The most famous numbers:

- The overture (passages of which are quoted by Berlioz in his Treatise on Instrumentation) which is played regularly in the concert hall. It is based on themes from within the opera including the magic horn call; and the soprano's aria "Ocean, thou mighty monster: ("Ozean, du Ungeheuer")
- Act 1: Oberon's aria "Fatal vow!" ("Schreckens Schwur!")
- Act 1: Huon's aria "From boyhood trained" ("Von Jugend auf in der Kampf")
- Act 1: Huon's aria "Ah! 'tis a glorious sight to see" (excluded from the German score)
- Act 2: Huon's Prayer "Ruler of this awful hour" ("Vater! Hör' mich flehn zu Dir!")
- Act 2: Reiza's aria "Ocean, thou mighty monster" ("Ozean, du Ungeheuer")
- Act 2: Fatima's aria "A lonely Arab maid" ("Arabiens einsam Kind")
- Act 3: Fatima's aria "O Araby!" ("Arabien, mein Heimathland!)
- Act 3: Reiza's aria "Mourn thou, poor heart" ("Traure mein Herz")

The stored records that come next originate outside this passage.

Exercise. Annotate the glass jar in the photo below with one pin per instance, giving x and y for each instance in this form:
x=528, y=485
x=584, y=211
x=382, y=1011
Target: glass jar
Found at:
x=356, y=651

- Act 3: Huon's aria "I revel in hope and joy" ("Ich jub'le in Glück")

==Recordings==
- The first commercial recording was in German, and was conducted by Rafael Kubelík, whose cast featured Birgit Nilsson as Reiza, Plácido Domingo as Sir Huon of Bordeaux, Julia Hamari as Fatima, and Hermann Prey as Sherasmin,(Deutsche Grammophon, Cat.# J306, Bavarian Radio Symphony Orchestra, Herkulessaal, Munich, 1970, studio recording.)
- There have been several other recordings, such as those by James Conlon (Mahler's version) on EMI, Marek Janowski (a note-complete recording) for RCA, and Sir John Eliot Gardiner (the original English version on period instruments) for Philips.